Use the function '${weatherTool.name}' to '${weatherTool.description}':
${JSON.stringify(weatherTool)}

If you choose to call a function ONLY reply in the following format with no prefix or suffix:

<function=example_function_name>{"example_name": "example_value"}</function>

Reminder:
- If looking for real time information use relevant functions before falling back to brave_search
- Function calls MUST follow the specified format, start with <function= and end with </function>
- Required parameters MUST be specified
- Only call one function at a time
- Put the entire function call reply on one line

`;

async function main() {
  const response = await together.chat.completions.create({
    model: 'meta-llama/Meta-Llama-3.1-70B-Instruct-Turbo',
    messages: [
      {
        role: 'user',
        content: 'What is the weather in Tokyo?',
      },
      {
        role: 'user',
        content: toolPrompt,
      },
    ],
    max_tokens: 1024,
    temperature: 0,
  });

  console.log(response.choices?.[0]?.message?.content);
}

main();

Output

<function=get_current_weather>{"location": "Tokyo, Japan"}</function>

The output to the function above gets us the following string.
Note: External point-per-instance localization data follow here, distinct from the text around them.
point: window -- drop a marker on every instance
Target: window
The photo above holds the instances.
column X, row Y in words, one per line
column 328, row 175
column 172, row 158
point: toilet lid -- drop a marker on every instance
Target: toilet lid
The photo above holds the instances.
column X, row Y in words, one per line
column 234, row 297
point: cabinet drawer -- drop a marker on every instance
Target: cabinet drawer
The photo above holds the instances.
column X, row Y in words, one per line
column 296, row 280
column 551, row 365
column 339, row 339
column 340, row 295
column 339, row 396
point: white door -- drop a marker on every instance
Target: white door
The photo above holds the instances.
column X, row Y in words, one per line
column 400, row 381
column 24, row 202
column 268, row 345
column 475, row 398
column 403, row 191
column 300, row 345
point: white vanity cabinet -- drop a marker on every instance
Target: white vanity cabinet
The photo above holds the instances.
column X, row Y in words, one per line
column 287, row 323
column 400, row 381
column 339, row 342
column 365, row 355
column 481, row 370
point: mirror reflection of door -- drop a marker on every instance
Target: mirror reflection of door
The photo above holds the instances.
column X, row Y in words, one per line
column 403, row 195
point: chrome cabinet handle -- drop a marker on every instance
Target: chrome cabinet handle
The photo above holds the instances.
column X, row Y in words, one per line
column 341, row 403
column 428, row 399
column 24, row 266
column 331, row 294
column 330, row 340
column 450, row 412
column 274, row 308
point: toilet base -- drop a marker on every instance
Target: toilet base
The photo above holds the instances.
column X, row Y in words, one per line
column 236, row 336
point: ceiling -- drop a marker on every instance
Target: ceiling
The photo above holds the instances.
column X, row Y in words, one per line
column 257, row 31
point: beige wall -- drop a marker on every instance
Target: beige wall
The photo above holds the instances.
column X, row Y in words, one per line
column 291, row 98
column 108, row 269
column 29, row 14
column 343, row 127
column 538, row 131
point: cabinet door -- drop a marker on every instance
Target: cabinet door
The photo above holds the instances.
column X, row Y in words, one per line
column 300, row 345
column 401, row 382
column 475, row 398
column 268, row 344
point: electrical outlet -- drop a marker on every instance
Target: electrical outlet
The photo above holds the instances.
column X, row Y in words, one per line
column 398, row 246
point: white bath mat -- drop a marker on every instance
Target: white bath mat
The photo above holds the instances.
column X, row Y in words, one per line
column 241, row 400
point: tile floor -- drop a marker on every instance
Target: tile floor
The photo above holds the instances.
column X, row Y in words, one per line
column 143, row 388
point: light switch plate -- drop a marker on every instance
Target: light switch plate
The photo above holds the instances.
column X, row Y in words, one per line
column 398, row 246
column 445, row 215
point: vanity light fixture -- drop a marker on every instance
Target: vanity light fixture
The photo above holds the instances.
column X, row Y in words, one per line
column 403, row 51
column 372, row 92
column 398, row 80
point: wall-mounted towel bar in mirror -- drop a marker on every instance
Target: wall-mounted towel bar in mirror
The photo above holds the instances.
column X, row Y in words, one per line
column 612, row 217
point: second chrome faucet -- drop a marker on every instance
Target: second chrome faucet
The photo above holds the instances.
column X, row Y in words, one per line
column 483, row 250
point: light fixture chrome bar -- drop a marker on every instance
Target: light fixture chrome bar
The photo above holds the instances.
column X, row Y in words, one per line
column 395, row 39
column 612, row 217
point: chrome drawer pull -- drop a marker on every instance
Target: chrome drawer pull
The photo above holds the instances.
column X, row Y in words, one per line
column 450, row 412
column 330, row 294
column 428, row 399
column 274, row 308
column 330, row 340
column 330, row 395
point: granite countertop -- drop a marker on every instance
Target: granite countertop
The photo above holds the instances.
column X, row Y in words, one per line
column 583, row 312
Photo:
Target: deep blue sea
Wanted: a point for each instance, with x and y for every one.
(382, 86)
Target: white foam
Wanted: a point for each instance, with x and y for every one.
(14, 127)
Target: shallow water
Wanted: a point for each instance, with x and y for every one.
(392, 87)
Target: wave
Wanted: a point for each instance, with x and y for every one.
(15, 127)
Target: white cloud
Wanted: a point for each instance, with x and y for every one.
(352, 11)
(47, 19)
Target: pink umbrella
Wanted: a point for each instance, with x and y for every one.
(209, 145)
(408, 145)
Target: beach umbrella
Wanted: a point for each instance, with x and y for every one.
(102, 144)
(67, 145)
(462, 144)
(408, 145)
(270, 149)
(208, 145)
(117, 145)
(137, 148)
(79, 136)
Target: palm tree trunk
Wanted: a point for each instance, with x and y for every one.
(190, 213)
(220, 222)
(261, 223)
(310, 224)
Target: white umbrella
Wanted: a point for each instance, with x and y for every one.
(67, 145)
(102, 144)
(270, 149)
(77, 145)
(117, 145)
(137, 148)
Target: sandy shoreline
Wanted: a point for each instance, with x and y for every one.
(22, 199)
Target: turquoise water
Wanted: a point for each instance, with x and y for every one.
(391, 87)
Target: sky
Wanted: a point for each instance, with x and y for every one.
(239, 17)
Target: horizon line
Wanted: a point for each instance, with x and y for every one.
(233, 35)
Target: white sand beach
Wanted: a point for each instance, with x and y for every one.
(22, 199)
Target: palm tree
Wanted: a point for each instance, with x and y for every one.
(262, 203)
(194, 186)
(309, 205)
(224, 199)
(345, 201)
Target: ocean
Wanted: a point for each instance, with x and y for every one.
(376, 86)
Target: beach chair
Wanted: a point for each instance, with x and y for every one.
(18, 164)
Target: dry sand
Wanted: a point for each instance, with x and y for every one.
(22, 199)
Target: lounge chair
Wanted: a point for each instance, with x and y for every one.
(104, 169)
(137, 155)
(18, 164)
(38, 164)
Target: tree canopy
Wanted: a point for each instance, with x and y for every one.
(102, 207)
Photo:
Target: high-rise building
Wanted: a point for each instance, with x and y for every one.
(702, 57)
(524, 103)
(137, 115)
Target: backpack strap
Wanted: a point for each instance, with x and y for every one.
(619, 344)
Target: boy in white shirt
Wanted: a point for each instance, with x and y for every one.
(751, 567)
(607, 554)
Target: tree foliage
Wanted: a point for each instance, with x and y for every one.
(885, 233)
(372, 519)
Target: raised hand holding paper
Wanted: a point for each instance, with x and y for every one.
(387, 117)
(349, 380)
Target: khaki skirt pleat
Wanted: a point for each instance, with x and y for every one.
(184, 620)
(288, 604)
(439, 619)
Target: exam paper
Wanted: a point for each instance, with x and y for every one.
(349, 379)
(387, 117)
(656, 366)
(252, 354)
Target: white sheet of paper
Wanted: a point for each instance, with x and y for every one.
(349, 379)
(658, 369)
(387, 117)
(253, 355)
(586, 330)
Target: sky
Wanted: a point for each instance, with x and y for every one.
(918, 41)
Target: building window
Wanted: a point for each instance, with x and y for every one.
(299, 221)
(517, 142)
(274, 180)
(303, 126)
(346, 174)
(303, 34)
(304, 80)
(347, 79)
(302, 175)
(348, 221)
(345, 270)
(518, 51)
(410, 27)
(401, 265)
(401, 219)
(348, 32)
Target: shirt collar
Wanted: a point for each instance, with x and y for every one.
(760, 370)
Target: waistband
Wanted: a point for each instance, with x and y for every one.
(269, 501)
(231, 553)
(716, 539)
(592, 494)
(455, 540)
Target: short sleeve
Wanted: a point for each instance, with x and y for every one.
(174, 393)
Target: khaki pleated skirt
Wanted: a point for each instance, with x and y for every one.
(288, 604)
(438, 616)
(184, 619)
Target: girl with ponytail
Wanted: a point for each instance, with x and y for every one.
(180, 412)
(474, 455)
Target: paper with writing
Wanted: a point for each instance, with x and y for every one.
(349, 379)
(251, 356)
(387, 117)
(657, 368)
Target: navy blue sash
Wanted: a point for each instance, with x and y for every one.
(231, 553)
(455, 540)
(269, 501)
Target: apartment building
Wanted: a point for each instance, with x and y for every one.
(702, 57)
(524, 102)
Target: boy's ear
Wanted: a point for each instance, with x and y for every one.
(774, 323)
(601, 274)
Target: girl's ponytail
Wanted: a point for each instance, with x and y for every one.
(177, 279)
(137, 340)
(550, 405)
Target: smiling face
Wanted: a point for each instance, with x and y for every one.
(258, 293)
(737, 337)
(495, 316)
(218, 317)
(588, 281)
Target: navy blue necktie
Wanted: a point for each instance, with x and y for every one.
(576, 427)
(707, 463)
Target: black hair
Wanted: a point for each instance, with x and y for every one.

We'll then need to parse this string & can call our function after.

Parsing

Note: Function calling with Llama 3.1 does not call the function for us, but it simply lets us know what function(s) to call with what parameters.

To parse the function above, we can write some code to get a nice JSON object.

import re
import json

def parse_tool_response(response: str):
    function_regex = r"<function=(\w+)>(.*?)</function>"
    match = re.search(function_regex, response)

    if match:
        function_name, args_string = match.groups()
        try:
            args = json.loads(args_string)
            return {
                "function": function_name,
                "arguments": args,
            }
        except json.JSONDecodeError as error:
            print(f"Error parsing function arguments: {error}")
            return None
    return None

print(parse_tool_response(response.choices[0].message.content))
function parseToolResponse(response: string) {
  const functionRegex = /<function=(\w+)>(.*?)<\/function>/;
  const match = response.match(functionRegex);

  if (match) {
    const [, functionName, argsString] = match;
    try {
      const arguments = JSON.parse(argsString);
      return {
        function: functionName,
        arguments,
      };
    } catch (error) {
      console.error('Error parsing function arguments:', error);
      return null;
    }
  }

  return null;
}

const parsedResponse = parseToolResponse(response.choices[0].message.content);
console.log(parsedResponse);
{
  "function": "get_current_weather",
  "arguments": { "location": "Tokyo, Japan" },
}

Now that we have the parsed function call and arguments in JSON, we can pass these into our actual weather function, pass these into the LLM, and have it respond back to the user.

How good is Llama 3.1 at tool calling?

Llama 3.1 70B and Llama 3.1 405B are both excellent models for tool calling since they were trained with this functionality in mind. In fact, according to some evals, these models even perform better than GPT-4o.